Table 6-2: Results fromTwo -Way Crosstabs (Systat™ 10.0) for data in Table 6-1.
6-1
Analyzed as a 2x2 Log linear
For this log linear example, there are three Ho’s instead of one:
1. Ho #1: There is no Leaf type*Serpentine soil interaction. This is the same thing as Leaf
type is independent of the presence or absence of Serpentine soil.
In addition, the following hypotheses can be tested if Ho #1 is accepted:
2. Ho #2: The proportion of sites with serpentine soil is equal to the proportion of sites
without serpentine soil. Remember we are dealing with a sample here.

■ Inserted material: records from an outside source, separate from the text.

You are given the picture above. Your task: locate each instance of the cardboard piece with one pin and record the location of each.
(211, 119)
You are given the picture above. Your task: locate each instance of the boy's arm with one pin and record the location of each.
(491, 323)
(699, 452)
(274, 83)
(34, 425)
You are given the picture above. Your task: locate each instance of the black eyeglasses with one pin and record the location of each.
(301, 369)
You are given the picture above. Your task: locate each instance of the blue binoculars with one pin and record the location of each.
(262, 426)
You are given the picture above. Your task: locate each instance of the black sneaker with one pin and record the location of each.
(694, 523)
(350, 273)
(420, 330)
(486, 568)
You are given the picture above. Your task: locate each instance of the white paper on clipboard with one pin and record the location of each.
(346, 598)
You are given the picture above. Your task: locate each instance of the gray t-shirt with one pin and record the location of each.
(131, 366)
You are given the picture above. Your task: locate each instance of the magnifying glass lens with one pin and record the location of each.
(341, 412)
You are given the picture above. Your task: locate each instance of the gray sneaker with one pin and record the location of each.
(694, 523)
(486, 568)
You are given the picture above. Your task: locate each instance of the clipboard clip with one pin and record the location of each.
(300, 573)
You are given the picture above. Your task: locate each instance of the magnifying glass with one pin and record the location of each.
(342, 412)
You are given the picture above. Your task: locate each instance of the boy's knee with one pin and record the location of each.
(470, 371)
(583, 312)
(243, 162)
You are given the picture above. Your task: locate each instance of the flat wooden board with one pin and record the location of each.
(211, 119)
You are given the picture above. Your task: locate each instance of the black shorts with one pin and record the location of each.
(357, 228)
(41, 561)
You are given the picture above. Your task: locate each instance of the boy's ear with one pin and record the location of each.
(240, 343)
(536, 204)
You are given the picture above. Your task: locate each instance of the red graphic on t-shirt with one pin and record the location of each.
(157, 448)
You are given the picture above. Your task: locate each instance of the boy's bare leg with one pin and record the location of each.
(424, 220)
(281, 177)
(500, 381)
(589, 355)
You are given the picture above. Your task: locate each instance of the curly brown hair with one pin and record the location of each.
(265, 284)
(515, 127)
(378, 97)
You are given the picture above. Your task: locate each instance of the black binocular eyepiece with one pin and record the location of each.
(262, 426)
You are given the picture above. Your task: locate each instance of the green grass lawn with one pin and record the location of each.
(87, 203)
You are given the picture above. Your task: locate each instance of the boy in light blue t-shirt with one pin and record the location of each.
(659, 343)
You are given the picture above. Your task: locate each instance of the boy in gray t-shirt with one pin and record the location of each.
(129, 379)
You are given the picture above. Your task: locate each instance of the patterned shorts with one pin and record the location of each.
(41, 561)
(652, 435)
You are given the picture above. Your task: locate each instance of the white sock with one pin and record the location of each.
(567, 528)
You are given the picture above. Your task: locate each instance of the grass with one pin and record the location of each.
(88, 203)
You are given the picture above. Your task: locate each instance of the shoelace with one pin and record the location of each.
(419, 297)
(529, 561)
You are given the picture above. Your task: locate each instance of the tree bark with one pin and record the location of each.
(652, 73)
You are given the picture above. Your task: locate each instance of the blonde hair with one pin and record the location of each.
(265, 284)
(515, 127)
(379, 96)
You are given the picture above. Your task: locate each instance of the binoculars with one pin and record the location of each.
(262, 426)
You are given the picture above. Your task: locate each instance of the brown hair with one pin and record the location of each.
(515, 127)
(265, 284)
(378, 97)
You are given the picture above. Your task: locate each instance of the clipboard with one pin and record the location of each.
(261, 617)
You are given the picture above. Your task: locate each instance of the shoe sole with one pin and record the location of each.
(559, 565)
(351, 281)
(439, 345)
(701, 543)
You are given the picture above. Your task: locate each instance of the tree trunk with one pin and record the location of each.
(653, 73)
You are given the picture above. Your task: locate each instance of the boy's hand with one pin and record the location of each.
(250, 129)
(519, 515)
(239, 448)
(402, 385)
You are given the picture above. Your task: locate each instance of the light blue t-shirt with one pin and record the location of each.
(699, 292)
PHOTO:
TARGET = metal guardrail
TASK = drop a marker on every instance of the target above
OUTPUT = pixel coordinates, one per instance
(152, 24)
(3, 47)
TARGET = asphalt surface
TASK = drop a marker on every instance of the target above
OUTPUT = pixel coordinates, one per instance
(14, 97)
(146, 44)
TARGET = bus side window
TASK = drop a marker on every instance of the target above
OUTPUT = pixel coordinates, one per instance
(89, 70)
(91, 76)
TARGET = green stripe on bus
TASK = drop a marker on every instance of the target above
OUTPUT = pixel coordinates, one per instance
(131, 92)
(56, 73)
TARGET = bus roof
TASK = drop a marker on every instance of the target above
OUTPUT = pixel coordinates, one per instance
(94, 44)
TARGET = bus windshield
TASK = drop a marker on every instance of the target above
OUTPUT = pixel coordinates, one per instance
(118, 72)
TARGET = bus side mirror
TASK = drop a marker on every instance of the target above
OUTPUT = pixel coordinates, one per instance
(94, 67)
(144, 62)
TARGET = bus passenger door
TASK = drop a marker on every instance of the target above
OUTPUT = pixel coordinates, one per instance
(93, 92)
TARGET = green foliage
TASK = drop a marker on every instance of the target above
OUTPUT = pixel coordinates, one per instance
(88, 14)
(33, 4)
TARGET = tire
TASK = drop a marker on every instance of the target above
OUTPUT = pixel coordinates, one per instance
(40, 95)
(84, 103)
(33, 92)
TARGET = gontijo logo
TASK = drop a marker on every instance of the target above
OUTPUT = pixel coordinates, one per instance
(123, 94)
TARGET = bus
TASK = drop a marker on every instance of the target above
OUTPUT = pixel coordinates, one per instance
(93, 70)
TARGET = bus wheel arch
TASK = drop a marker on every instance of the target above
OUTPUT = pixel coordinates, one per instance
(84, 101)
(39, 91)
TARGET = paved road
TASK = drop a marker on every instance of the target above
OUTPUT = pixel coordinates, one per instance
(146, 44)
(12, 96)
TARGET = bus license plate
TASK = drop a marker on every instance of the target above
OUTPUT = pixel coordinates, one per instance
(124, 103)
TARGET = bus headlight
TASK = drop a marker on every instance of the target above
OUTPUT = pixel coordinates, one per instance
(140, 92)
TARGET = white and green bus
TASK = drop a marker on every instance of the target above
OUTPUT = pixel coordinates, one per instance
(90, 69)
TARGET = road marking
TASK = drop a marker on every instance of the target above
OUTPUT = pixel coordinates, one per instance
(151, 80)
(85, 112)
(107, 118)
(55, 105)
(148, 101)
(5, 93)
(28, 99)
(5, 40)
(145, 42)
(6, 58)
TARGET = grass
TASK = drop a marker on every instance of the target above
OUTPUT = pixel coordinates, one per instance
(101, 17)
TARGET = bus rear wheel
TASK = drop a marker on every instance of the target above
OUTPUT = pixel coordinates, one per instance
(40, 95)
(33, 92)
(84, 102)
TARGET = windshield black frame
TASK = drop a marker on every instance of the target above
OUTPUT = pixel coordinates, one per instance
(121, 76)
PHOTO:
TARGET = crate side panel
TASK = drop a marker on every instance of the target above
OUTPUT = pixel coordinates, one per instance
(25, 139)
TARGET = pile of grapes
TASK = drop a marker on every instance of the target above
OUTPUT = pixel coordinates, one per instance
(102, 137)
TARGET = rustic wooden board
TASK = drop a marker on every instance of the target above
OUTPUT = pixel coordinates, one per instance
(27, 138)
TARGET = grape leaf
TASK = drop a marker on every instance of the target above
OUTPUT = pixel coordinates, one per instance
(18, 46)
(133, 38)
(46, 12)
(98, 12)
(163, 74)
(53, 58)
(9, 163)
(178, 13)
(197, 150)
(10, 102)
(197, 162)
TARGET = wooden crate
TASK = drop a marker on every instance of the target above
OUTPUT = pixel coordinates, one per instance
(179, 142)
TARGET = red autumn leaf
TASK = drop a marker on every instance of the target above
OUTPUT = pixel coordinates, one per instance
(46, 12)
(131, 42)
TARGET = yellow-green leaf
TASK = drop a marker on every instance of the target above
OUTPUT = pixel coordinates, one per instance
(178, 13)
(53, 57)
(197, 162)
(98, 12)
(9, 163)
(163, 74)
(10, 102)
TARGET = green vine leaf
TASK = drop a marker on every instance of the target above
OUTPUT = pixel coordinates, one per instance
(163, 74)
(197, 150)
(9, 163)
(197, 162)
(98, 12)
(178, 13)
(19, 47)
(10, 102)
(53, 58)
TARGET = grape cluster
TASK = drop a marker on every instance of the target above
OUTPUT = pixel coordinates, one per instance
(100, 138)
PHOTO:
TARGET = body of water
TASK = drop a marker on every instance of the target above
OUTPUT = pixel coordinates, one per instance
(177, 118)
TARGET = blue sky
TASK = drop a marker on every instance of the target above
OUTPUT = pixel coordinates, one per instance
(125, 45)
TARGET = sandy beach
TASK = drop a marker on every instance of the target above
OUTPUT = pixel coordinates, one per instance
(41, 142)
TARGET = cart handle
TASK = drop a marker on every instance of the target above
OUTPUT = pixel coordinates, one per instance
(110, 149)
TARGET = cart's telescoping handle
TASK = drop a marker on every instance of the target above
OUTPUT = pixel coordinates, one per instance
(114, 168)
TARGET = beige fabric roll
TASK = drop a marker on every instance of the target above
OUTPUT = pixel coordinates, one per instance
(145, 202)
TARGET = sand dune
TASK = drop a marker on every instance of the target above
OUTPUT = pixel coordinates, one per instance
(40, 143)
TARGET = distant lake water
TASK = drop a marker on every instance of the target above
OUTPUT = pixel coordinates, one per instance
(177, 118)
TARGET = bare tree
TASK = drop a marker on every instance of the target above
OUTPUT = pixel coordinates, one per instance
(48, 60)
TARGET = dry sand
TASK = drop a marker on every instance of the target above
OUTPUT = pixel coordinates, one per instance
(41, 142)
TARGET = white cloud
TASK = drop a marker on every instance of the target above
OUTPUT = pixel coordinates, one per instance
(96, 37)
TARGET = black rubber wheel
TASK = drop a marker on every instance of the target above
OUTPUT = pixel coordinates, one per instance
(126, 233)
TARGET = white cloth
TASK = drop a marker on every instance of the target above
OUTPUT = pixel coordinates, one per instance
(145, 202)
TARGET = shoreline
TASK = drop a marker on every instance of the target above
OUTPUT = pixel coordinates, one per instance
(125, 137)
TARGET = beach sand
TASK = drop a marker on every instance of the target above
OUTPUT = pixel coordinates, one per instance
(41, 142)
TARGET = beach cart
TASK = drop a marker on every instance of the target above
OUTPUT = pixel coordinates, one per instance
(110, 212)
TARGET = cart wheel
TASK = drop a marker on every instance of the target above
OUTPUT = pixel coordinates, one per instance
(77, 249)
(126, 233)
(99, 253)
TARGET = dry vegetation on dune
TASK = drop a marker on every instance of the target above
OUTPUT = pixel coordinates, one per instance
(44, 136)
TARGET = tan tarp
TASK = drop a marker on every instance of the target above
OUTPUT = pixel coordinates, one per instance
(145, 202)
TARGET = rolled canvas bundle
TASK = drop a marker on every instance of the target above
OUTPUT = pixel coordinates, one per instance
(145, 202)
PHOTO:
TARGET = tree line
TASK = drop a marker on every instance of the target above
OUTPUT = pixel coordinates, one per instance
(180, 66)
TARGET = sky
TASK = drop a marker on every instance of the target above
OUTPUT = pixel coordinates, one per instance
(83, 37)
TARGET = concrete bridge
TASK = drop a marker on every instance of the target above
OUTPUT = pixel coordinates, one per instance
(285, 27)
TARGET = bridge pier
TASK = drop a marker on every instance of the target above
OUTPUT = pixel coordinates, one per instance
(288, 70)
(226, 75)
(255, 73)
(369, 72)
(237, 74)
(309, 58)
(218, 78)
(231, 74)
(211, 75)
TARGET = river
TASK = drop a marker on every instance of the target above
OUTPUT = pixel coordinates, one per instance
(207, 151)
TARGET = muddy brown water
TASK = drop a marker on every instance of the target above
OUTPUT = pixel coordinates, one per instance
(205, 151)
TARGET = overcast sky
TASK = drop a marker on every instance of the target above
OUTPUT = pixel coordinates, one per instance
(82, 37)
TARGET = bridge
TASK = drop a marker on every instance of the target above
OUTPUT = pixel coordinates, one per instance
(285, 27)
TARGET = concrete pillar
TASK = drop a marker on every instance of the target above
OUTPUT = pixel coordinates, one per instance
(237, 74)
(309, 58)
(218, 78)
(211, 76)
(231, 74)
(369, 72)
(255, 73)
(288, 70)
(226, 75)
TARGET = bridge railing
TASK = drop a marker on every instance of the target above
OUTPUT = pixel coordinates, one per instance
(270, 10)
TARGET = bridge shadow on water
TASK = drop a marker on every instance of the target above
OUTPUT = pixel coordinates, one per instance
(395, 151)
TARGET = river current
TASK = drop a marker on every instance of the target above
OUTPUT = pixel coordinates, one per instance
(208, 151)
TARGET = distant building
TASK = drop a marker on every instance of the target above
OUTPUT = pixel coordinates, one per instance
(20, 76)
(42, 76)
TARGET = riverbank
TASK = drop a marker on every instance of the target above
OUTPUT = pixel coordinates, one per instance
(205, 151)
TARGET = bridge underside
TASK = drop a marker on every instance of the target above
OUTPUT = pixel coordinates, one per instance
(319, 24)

3. Ho #3: The proportion of sites with hairy leaves is equal to the proportion of sites with
smooth leaves.
The Log linear test results:
1. Accept Ho for Ho #1: There is no interaction (p=0.506) between leaf type and the
presence or absence of Serpentine soil (Figure 6-1). This means the leaf type is
independent of the presence or absence of Serpentine soil that is the same conclusion as
for the 2x2 Test of Independence.
Figure 6-1: Test Hypothesis that there is no interaction between leaf type and the presence or
absence of Serpentine soil
2. Because we accepted Ho for the interaction, we go on to test the other Hos
3. Reject Ho for Ho #2: The proportion of sites with serpentine soil is significantly different
(p<0.001) from the proportion of sites without serpentine soil (Figure 6-2). From the
table percentages (not shown here), it can be determined that the proportion of sites with
serpentine soil (28.3%) is significantly (p<0.001) less than the proportion of sites without
serpentine soil (71.7%).
Figure 6-2: Tests for significance of Serpentine Soil type and Leaf type.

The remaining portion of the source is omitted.